If one day she studies math, the next day she will spend 1/2 of her time studying math and the other 1/2 time studying physics.

If you study physics one day, the next day you will spend 2/3 of your time studying mathematics and the other 1/3 of your time studying physics.

If the student spends the Monday of a week studying physics, how likely is the student to spend his time on Thursday of the same week studying mathematics?

We are going to make the state diagram:

state_diagram

In a Markov chain the important thing is to find:

The transition matrix
The initial state to find the transition matrix it is advisable to make a table

	Math	Physics
Math	1/2	2/3
Physics	1/2	1/3

So from there we can write the transition matrix:

$P=\ \left[\begin{matrix}1/2&2/3\\1/2&1/3\\\end{matrix}\right]$

We can then verify that this matrix is stochastic, since it is made up of probability vectors, we know that they are probability vectors because their elements are greater than or equal to zero and when adding their components, the result is unity. When I add 1/2 + 1/2 = 1 and in the same way 2/3 + 1/3 = 1.

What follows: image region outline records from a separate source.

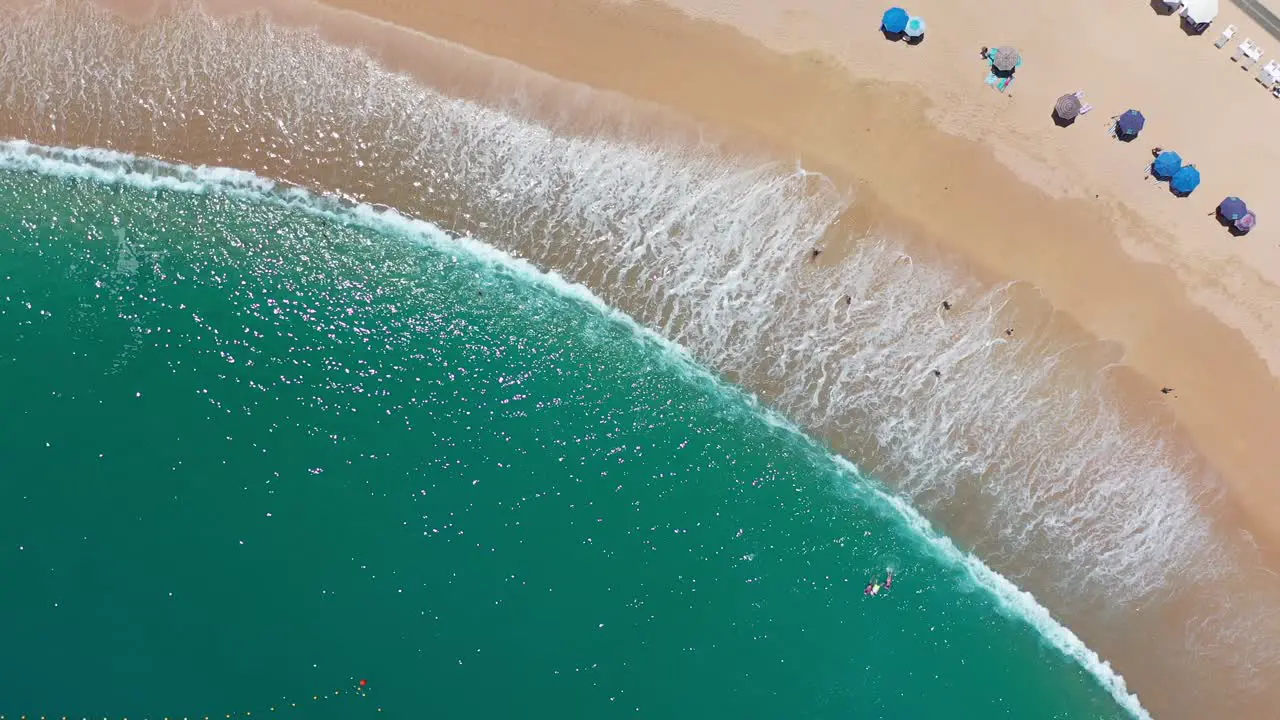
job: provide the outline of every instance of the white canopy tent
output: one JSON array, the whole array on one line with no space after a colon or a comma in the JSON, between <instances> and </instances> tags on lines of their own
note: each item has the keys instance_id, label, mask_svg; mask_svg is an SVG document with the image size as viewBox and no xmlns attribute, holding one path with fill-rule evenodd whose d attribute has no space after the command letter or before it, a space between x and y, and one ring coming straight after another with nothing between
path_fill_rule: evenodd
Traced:
<instances>
[{"instance_id":1,"label":"white canopy tent","mask_svg":"<svg viewBox=\"0 0 1280 720\"><path fill-rule=\"evenodd\" d=\"M1211 23L1217 18L1217 0L1184 0L1183 17L1192 24Z\"/></svg>"}]
</instances>

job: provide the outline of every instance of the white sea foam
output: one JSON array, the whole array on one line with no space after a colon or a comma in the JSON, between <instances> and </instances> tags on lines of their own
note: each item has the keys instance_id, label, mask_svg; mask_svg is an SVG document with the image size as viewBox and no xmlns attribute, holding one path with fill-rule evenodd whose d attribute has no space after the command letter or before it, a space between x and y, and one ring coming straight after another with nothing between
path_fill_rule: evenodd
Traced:
<instances>
[{"instance_id":1,"label":"white sea foam","mask_svg":"<svg viewBox=\"0 0 1280 720\"><path fill-rule=\"evenodd\" d=\"M559 273L547 278L563 278L561 290L585 283L595 295L584 300L625 310L762 392L1060 616L1132 612L1239 571L1203 512L1212 482L1164 428L1124 420L1093 359L1105 347L1064 346L1041 323L1005 336L1025 288L984 287L891 240L850 238L850 197L820 176L713 147L557 133L518 108L443 96L261 19L188 9L132 29L76 0L5 19L0 113L31 137L156 151L214 138L228 149L219 163L394 201L493 242L507 252L490 258L500 266L527 258L524 272ZM91 149L10 145L4 155L100 182L212 184L335 217L379 213L239 170ZM847 243L851 256L806 263L822 243ZM942 311L943 300L955 309ZM1248 624L1193 619L1184 642L1247 675L1276 657L1274 635Z\"/></svg>"},{"instance_id":2,"label":"white sea foam","mask_svg":"<svg viewBox=\"0 0 1280 720\"><path fill-rule=\"evenodd\" d=\"M38 172L46 176L88 179L99 183L127 183L147 190L221 192L251 201L274 201L334 222L357 223L379 232L426 242L442 252L465 252L495 269L547 286L561 296L572 297L613 322L625 324L637 341L662 348L667 360L678 365L684 372L696 375L700 382L714 383L723 392L739 395L774 427L808 439L803 430L788 419L759 404L755 397L742 393L740 388L723 384L719 378L698 364L686 348L636 323L598 297L590 288L567 281L554 272L541 270L532 263L513 258L480 240L453 237L438 225L407 218L396 210L376 209L367 204L343 206L334 202L333 199L312 195L301 188L282 191L278 183L242 170L156 163L125 152L101 149L44 147L23 141L0 142L0 169ZM934 530L915 509L901 497L881 489L878 483L867 479L852 462L840 456L829 456L829 459L858 483L859 492L874 498L874 502L899 516L941 559L963 568L969 578L989 592L1005 611L1027 621L1039 632L1050 646L1079 662L1097 678L1121 707L1134 717L1151 717L1138 697L1128 691L1124 678L1066 626L1053 620L1051 612L1039 605L1030 593L1019 589L973 553L959 550L948 538Z\"/></svg>"}]
</instances>

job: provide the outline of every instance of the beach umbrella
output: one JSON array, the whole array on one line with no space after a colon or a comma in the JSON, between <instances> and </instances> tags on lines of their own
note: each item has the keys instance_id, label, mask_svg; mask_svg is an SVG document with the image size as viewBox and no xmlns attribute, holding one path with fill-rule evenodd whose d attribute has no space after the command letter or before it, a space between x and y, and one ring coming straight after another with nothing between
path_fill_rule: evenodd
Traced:
<instances>
[{"instance_id":1,"label":"beach umbrella","mask_svg":"<svg viewBox=\"0 0 1280 720\"><path fill-rule=\"evenodd\" d=\"M1217 0L1184 0L1183 17L1194 26L1211 23L1217 18Z\"/></svg>"},{"instance_id":2,"label":"beach umbrella","mask_svg":"<svg viewBox=\"0 0 1280 720\"><path fill-rule=\"evenodd\" d=\"M1169 179L1180 169L1183 169L1183 156L1172 150L1156 155L1156 161L1151 164L1151 172L1160 179Z\"/></svg>"},{"instance_id":3,"label":"beach umbrella","mask_svg":"<svg viewBox=\"0 0 1280 720\"><path fill-rule=\"evenodd\" d=\"M1222 219L1231 220L1233 223L1243 218L1248 211L1249 208L1244 204L1244 201L1234 195L1217 204L1217 214L1222 215Z\"/></svg>"},{"instance_id":4,"label":"beach umbrella","mask_svg":"<svg viewBox=\"0 0 1280 720\"><path fill-rule=\"evenodd\" d=\"M1076 115L1080 114L1080 97L1075 94L1068 94L1057 99L1053 104L1053 113L1064 120L1074 120Z\"/></svg>"},{"instance_id":5,"label":"beach umbrella","mask_svg":"<svg viewBox=\"0 0 1280 720\"><path fill-rule=\"evenodd\" d=\"M881 18L881 27L888 32L902 32L906 29L906 23L910 19L911 15L902 8L890 8L884 10L884 17Z\"/></svg>"},{"instance_id":6,"label":"beach umbrella","mask_svg":"<svg viewBox=\"0 0 1280 720\"><path fill-rule=\"evenodd\" d=\"M1174 173L1174 177L1169 181L1169 187L1179 195L1187 195L1199 187L1199 170L1196 169L1196 165L1187 165Z\"/></svg>"},{"instance_id":7,"label":"beach umbrella","mask_svg":"<svg viewBox=\"0 0 1280 720\"><path fill-rule=\"evenodd\" d=\"M991 64L1002 73L1011 73L1023 59L1016 47L997 47L991 55Z\"/></svg>"},{"instance_id":8,"label":"beach umbrella","mask_svg":"<svg viewBox=\"0 0 1280 720\"><path fill-rule=\"evenodd\" d=\"M1142 132L1142 127L1147 124L1147 118L1142 117L1138 110L1125 110L1120 118L1116 119L1116 133L1124 137L1135 137Z\"/></svg>"}]
</instances>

We are now going to find the vector that represents the initial state, for this the established order is important, that is, in our table we place mathematics first and then physics. Now, the question we must answer in the problem begins with the statement “If one day he studies physics”, so that is where our initial state begins. This implies that that day he studied physics and not mathematics, therefore our initial vector will be given by a null time dedicated to the study of mathematics and the total time studying physics, that is:

$X_0=\ \left[\begin{matrix}0\\1\\\end{matrix}\right]$

Once we have the transition matrix and the initial state, we can answer the question posed. As we know, our initial day is Monday and we assign a value of K = 0 to that day, therefore, for Tuesday K = 1, Wednesday K = 2 and we are specifically interested in Thursday when K = 3. Remembering the formula what interests us:

$X_K=P_{X_0}^K$

Therefore:

$X_3=P_{X_0}^3$

$X_3= \left[\begin{matrix}1/2&2/3\\1/2&1/3\\\end{matrix}\right]^3$ $\left[\begin{matrix}0\\1\\\end{matrix}\right]$

$X_3=\left[\begin{matrix}1/2&2/3\\1/2&1/3\\\end{matrix}\right]$ $\left[\begin{matrix}1/2&2/3\\1/2&1/3\\\end{matrix}\right]$ $\left[\begin{matrix}1/2&2/3\\1/2&1/3\\\end{matrix}\right]$ $\left[\begin{matrix}0\\1\\\end{matrix}\right]$

$X_3=\left[\begin{matrix}41/72&31/54\\31/72&23/54\\\end{matrix}\right]$ $\left[\begin{matrix}0\\1\\\end{matrix}\right]$

$X_3=\ \left[\begin{matrix}31/54\\23/54\\\end{matrix}\right]$ $X_3=\left[\begin{matrix}0.5741\\0.4259\\\end{matrix}\right]$

We already calculated the study probabilities for Thursday, but the question is how much study time he will dedicate to mathematics, as we know that subject is the first one we place in our vector, therefore, the probabilistic study time of mathematics for Thursday it will be 57.41% of your time.